Le lundi, les élèves arrivent en classe, prêts à entamer une semaine pas comme les autres. Le professeur Jones exige des élèves une certaine posture favorisant leur concentration. Le but est d’apprendre aux élèves la maîtrise de soi, qui serait une clé fondamentale à la réussite de cette expérience. Les élèves apprennent aussi l’obéissance et le respect de “l’autorité supérieure”, représentée ici par le professeur Jones.

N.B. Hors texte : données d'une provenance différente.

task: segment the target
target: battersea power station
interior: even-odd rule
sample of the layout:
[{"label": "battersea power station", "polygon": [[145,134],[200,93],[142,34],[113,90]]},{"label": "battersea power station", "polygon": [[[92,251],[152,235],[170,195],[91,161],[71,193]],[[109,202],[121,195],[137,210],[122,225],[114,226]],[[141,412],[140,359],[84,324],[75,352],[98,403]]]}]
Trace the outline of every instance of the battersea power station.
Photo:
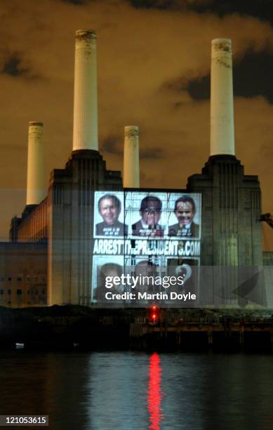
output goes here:
[{"label": "battersea power station", "polygon": [[158,278],[152,290],[164,292],[165,279],[182,279],[175,291],[193,293],[184,306],[272,307],[260,183],[235,154],[231,40],[211,48],[208,161],[184,188],[141,189],[137,126],[124,128],[123,178],[99,152],[96,34],[76,31],[71,156],[45,192],[43,124],[29,122],[26,205],[0,244],[0,305],[119,307],[114,291],[131,307],[150,303],[130,295],[128,278],[105,289],[124,274]]}]

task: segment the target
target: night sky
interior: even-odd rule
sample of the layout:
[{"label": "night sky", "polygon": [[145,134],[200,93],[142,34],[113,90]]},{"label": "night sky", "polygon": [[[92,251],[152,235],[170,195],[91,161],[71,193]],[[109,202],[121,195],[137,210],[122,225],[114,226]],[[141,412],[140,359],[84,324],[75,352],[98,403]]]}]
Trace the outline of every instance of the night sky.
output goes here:
[{"label": "night sky", "polygon": [[[72,145],[74,33],[96,31],[100,151],[122,169],[138,125],[140,185],[185,188],[209,156],[211,42],[232,39],[236,154],[273,213],[273,1],[1,0],[0,240],[25,204],[27,126],[44,124],[46,179]],[[273,230],[265,226],[265,249]]]}]

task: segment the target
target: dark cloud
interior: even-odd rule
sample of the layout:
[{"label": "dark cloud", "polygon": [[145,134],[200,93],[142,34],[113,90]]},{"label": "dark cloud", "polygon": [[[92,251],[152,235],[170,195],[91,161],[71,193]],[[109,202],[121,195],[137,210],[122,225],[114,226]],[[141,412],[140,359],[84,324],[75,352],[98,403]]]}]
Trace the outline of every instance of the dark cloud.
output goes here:
[{"label": "dark cloud", "polygon": [[[250,98],[262,96],[273,104],[273,53],[269,50],[255,53],[249,49],[243,57],[234,60],[233,65],[234,94]],[[168,82],[165,87],[169,90],[187,90],[194,100],[209,100],[210,74],[185,83],[185,77]],[[181,103],[176,103],[179,107]]]},{"label": "dark cloud", "polygon": [[140,157],[149,159],[161,159],[164,157],[163,150],[159,147],[140,150]]},{"label": "dark cloud", "polygon": [[168,9],[175,2],[173,0],[129,0],[129,3],[137,9]]},{"label": "dark cloud", "polygon": [[1,72],[10,76],[23,76],[27,75],[29,70],[22,65],[20,54],[14,53],[5,60]]},{"label": "dark cloud", "polygon": [[72,4],[74,4],[75,6],[82,6],[84,4],[87,4],[88,3],[91,3],[93,1],[96,1],[97,0],[62,0],[63,3],[71,3]]},{"label": "dark cloud", "polygon": [[237,13],[253,16],[273,25],[273,0],[128,0],[136,8],[192,11],[219,17]]},{"label": "dark cloud", "polygon": [[105,151],[109,154],[120,155],[122,153],[120,143],[121,141],[119,136],[114,135],[107,136],[102,139],[100,148],[102,151]]},{"label": "dark cloud", "polygon": [[213,0],[192,2],[189,8],[199,13],[212,13],[222,17],[231,13],[253,16],[273,24],[272,0]]}]

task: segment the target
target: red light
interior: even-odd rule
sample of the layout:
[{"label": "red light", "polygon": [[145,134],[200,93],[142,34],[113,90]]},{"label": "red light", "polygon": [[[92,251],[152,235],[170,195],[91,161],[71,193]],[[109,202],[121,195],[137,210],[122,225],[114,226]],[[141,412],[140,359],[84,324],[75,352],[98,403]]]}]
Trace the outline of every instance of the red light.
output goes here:
[{"label": "red light", "polygon": [[152,322],[155,323],[159,320],[159,309],[157,306],[152,305],[152,306],[149,308],[149,319]]}]

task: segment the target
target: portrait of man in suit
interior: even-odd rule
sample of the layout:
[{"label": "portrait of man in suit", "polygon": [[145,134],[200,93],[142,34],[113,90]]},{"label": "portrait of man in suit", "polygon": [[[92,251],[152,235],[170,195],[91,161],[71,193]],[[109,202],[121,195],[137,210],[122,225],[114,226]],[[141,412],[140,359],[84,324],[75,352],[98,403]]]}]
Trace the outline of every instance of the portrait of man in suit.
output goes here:
[{"label": "portrait of man in suit", "polygon": [[128,226],[119,221],[121,203],[116,196],[105,194],[98,202],[98,209],[102,222],[95,226],[99,236],[124,236],[128,234]]},{"label": "portrait of man in suit", "polygon": [[162,202],[154,195],[147,195],[142,200],[140,214],[141,219],[132,225],[133,236],[161,237],[164,230],[159,222],[161,215]]},{"label": "portrait of man in suit", "polygon": [[175,202],[173,211],[178,222],[169,226],[168,235],[199,237],[199,226],[193,221],[197,211],[193,198],[188,195],[179,197]]}]

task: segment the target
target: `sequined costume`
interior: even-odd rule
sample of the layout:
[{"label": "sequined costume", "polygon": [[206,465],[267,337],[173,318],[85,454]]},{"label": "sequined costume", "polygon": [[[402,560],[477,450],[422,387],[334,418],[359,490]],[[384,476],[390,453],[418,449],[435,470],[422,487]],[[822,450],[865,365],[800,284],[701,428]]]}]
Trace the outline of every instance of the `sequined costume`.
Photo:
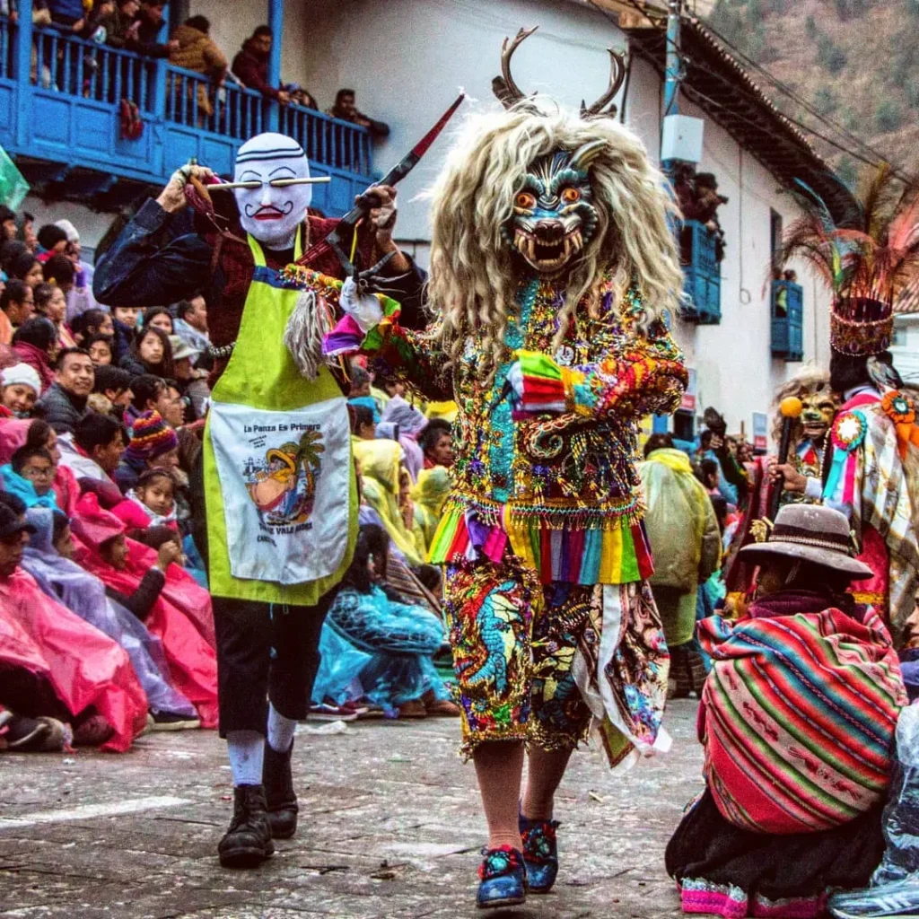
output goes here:
[{"label": "sequined costume", "polygon": [[[676,407],[686,371],[663,323],[647,335],[636,332],[635,289],[619,303],[609,282],[598,309],[581,304],[556,359],[549,357],[563,296],[545,278],[520,282],[508,359],[491,384],[471,337],[452,369],[429,336],[397,323],[368,335],[363,350],[376,369],[459,407],[453,489],[430,560],[448,566],[445,614],[464,752],[502,739],[573,747],[598,715],[615,763],[630,749],[624,738],[653,743],[666,689],[666,645],[641,584],[652,567],[637,490],[637,422]],[[539,375],[525,362],[524,405],[541,396],[557,400],[562,414],[525,414],[506,398],[511,358],[522,352],[539,356]],[[613,589],[609,599],[604,584],[634,587],[623,596]],[[588,671],[596,682],[624,653],[618,641],[601,650],[610,605],[623,624],[617,630],[637,627],[638,640],[625,642],[617,677],[601,680],[615,704],[604,705],[597,687],[591,707],[575,662],[586,686]],[[619,724],[609,709],[625,713]]]}]

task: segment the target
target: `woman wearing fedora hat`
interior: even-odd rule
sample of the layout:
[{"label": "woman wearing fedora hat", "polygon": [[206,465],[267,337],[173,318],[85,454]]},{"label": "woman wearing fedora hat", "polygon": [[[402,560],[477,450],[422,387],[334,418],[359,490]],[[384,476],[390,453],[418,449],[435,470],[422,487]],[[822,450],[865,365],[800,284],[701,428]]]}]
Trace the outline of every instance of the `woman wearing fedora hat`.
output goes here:
[{"label": "woman wearing fedora hat", "polygon": [[667,871],[686,913],[805,919],[880,860],[906,693],[880,617],[845,593],[871,570],[852,557],[843,514],[786,505],[741,555],[759,566],[748,615],[698,625],[713,662],[698,718],[706,790]]}]

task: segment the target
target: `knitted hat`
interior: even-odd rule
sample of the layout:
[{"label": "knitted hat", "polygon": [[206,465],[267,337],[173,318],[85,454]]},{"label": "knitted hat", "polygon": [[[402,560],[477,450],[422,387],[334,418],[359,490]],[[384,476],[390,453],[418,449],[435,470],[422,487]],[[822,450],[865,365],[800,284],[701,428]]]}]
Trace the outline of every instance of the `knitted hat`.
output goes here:
[{"label": "knitted hat", "polygon": [[126,460],[149,463],[178,447],[176,432],[152,410],[139,414],[130,429],[130,443],[124,451]]},{"label": "knitted hat", "polygon": [[36,396],[41,395],[41,380],[28,364],[14,364],[0,373],[0,385],[13,386],[21,383],[35,390]]},{"label": "knitted hat", "polygon": [[67,234],[68,243],[79,243],[80,234],[76,231],[76,227],[68,220],[60,220],[54,221],[54,226],[60,227]]}]

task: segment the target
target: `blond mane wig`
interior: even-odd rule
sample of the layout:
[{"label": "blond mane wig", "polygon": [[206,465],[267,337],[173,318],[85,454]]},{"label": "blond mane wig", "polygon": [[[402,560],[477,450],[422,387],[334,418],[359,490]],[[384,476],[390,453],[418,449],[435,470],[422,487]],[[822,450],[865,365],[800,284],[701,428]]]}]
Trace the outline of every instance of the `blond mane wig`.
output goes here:
[{"label": "blond mane wig", "polygon": [[506,112],[471,116],[459,136],[432,191],[428,283],[428,302],[439,318],[437,335],[451,359],[470,335],[482,347],[490,376],[506,359],[504,337],[518,277],[503,228],[515,194],[539,157],[590,141],[606,142],[588,170],[599,221],[565,268],[567,293],[554,346],[584,295],[596,308],[607,272],[619,296],[636,282],[644,301],[641,331],[665,310],[675,312],[683,275],[668,217],[676,211],[664,176],[632,131],[608,118],[536,112],[528,101]]}]

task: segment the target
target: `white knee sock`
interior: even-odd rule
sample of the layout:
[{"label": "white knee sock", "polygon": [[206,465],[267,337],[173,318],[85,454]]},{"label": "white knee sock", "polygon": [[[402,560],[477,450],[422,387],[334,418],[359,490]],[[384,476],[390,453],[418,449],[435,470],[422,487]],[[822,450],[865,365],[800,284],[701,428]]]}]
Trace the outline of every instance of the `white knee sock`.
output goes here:
[{"label": "white knee sock", "polygon": [[287,753],[293,743],[297,722],[285,718],[273,705],[268,706],[268,743],[275,753]]},{"label": "white knee sock", "polygon": [[227,752],[234,786],[262,784],[265,738],[257,731],[229,732]]}]

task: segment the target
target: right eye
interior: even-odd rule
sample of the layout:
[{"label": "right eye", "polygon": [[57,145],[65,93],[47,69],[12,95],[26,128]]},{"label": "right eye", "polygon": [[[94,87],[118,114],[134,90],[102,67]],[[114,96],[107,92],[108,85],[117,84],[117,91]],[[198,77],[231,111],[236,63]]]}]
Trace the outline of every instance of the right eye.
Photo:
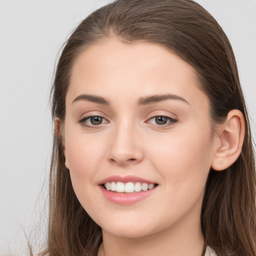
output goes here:
[{"label": "right eye", "polygon": [[102,124],[108,122],[108,121],[102,116],[90,116],[82,118],[78,122],[86,127],[94,128]]}]

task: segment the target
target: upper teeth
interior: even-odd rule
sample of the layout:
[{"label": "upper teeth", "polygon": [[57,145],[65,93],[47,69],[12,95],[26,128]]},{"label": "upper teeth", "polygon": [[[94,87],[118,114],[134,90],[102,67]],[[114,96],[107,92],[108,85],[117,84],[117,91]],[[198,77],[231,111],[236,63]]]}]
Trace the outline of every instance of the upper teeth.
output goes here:
[{"label": "upper teeth", "polygon": [[116,192],[126,192],[126,193],[132,193],[132,192],[140,192],[142,190],[146,191],[148,190],[151,190],[154,187],[153,184],[142,183],[140,182],[128,182],[123,183],[122,182],[107,182],[104,184],[106,190],[116,191]]}]

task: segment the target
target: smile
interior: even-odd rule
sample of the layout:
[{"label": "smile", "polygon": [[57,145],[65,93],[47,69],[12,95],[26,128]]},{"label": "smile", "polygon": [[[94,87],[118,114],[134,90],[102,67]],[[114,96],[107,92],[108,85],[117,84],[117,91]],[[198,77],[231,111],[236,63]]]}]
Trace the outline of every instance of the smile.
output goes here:
[{"label": "smile", "polygon": [[103,195],[115,204],[131,205],[146,199],[158,191],[158,184],[141,177],[114,176],[98,183]]},{"label": "smile", "polygon": [[155,185],[153,184],[141,182],[128,182],[124,183],[120,182],[107,182],[104,186],[108,190],[116,192],[118,192],[133,193],[134,192],[140,192],[152,190]]}]

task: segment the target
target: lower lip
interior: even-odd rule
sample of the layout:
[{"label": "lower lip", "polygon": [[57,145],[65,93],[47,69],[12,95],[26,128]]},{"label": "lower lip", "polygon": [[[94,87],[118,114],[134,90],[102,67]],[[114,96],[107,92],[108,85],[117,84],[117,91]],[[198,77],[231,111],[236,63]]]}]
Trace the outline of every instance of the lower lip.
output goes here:
[{"label": "lower lip", "polygon": [[154,192],[158,186],[151,190],[133,193],[118,193],[105,190],[102,186],[100,188],[103,194],[109,201],[118,204],[129,205],[138,202],[148,198]]}]

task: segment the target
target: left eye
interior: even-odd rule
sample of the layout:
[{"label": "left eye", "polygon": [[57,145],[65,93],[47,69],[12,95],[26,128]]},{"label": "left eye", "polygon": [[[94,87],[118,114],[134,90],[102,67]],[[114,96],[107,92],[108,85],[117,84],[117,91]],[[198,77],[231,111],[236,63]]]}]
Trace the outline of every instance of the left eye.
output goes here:
[{"label": "left eye", "polygon": [[177,120],[164,116],[158,116],[150,118],[149,120],[151,124],[157,124],[158,126],[164,126],[165,124],[171,124],[176,122]]}]

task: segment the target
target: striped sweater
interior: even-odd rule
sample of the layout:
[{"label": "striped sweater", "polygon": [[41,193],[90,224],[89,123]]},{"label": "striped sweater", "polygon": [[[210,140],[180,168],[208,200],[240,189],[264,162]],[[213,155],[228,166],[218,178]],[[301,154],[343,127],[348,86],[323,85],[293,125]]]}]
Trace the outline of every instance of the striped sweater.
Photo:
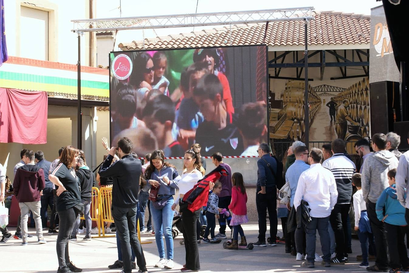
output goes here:
[{"label": "striped sweater", "polygon": [[343,153],[335,153],[322,163],[322,166],[330,171],[335,177],[338,191],[337,204],[350,204],[352,195],[352,175],[355,164]]}]

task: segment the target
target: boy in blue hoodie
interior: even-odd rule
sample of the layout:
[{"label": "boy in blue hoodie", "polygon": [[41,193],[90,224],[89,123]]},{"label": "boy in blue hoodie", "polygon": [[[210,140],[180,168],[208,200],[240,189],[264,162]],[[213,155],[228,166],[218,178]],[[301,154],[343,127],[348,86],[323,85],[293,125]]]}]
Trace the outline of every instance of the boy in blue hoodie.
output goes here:
[{"label": "boy in blue hoodie", "polygon": [[404,271],[409,271],[405,236],[407,223],[405,220],[405,208],[398,201],[395,176],[396,169],[388,172],[389,186],[385,189],[376,202],[376,215],[380,221],[385,223],[385,231],[388,242],[391,261],[389,265],[393,273],[400,272],[401,266]]}]

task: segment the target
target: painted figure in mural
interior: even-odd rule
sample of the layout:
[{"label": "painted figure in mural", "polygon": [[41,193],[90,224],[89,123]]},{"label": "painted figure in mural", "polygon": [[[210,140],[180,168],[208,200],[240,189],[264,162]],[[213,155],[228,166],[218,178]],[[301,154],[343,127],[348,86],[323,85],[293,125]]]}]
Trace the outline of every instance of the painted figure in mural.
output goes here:
[{"label": "painted figure in mural", "polygon": [[346,130],[348,128],[347,121],[349,121],[353,125],[358,125],[358,123],[352,120],[349,116],[349,113],[346,109],[349,106],[349,101],[344,100],[343,103],[340,104],[337,110],[337,114],[335,115],[335,121],[337,123],[335,131],[338,138],[345,140],[345,135],[346,134]]},{"label": "painted figure in mural", "polygon": [[327,107],[330,109],[330,116],[331,117],[331,121],[333,121],[333,118],[334,118],[334,120],[335,120],[335,114],[336,112],[335,107],[337,106],[337,103],[334,101],[334,98],[331,98],[331,101],[328,102],[328,103],[326,105]]}]

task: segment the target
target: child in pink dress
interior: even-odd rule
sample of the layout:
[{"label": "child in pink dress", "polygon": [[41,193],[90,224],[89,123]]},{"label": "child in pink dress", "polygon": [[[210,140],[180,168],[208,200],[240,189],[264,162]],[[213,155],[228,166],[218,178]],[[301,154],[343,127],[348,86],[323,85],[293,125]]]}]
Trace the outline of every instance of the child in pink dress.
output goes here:
[{"label": "child in pink dress", "polygon": [[[231,202],[229,209],[231,211],[230,224],[233,226],[233,242],[227,246],[228,249],[237,249],[238,246],[247,246],[244,231],[241,224],[249,222],[247,217],[247,194],[244,187],[243,175],[240,173],[234,173],[231,176],[233,188],[231,189]],[[240,233],[241,242],[238,245],[238,233]]]}]

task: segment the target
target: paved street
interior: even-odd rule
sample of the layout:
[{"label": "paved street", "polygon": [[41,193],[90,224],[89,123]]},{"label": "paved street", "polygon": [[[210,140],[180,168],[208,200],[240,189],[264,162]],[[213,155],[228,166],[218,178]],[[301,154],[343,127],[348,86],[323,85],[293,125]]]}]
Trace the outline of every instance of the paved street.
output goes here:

Dès le premier jour de l’expérience, les élèves sont immédiatement stimulés et se sentent motivés par cette nouvelle façon d’apprendre leur cours. Ils apprennent la notion de communauté, l'appartenance à un groupe, ce sentiment au-dessus de l’individualité qui permet de se sentir accompli. La devise qui sera celle du mouvement devient “La force par la discipline, la force par la communauté.” Professeur Jones apprend aux élèves le signe de salut qu’ils utiliseront désormais : la fameuse vague. Si ce signe devient un symbole, c’est parce qu’il possède beaucoup de significations dont une qui échappe, aux premiers abords, aux élèves : sa référence au IIIème Reich. Ainsi naît “La Troisième Vague” - sachant que beaucoup de personnes pensent que dans le monde maritime, les vagues de l’océan arrivent par trois, faisant de la dernière la plus intense. Lors du troisième jour, de nouveaux élèves font leur apparition, intrigués par ce qui se passe. Cependant, l’expérience prend un autre tournant, inquiétant son fondateur.


Alors que les élèves sont sur le même pied d’égalité, des profils commencent à se dessiner. Les élèves qui avaient l’habitude de ne pas être les meilleurs sont ceux qui s’investissent le plus. Quant aux élèves doués, ils se sentent de plus en plus mal à l’aise face à cet égalitarisme. Les élèves prennent de plus en plus au sérieux ce mouvement qui prend de l’ampleur et perturbe le quotidien du lycée. Après avoir retrouvé sa classe saccagée, le professeur n’a pas d’autre choix que de sonner le glas final de cette expérience. Il berne ses élèves en leur disant que ce mouvement dépasse le lycée et se fait par d’autres professeurs et qu’il est temps que tous se rassemblent en réunion d’urgence.


C’est le vendredi que le rideau se lève sur la supercherie. Lors d’une allocution, le professeur explique à ses élèves que l’expérience leur a montré qu’il était très facile de retomber dans un système fasciste et totalitaire, de manipuler et de se faire manipuler. La session se clôture par un film d'archive sur le Troisième Reich marquant ainsi la fin de l’expérience. Le lycée est resté très pudique sur le déroulement et les conséquences de cette expérience. Les lycéens, eux, ont été submergés par une vague de malaise face à ce qu’ils ont vécu et le professeur Jones, quant à lui, a révélé que l’expérience qu’il a menéea été l’une des plus déroutantes et effrayantes expériences qu'il ait vécues.



Il aura fallu une semaine pour que ce qui devait être un simple cours d’Histoire devienne une vraie expérience sociale - un mouvement. Beaucoup de psychologues se sont penchés sur cette expérience, mettant en avant la façon dont les jeunes peuvent être influencés voire manipulés. L’expérience a inspiré le film allemand célèbre sorti en 2008 “Die Welle” de Dennis Gansel et la série à sensation “Wir sind die Welle” sortie en 2019.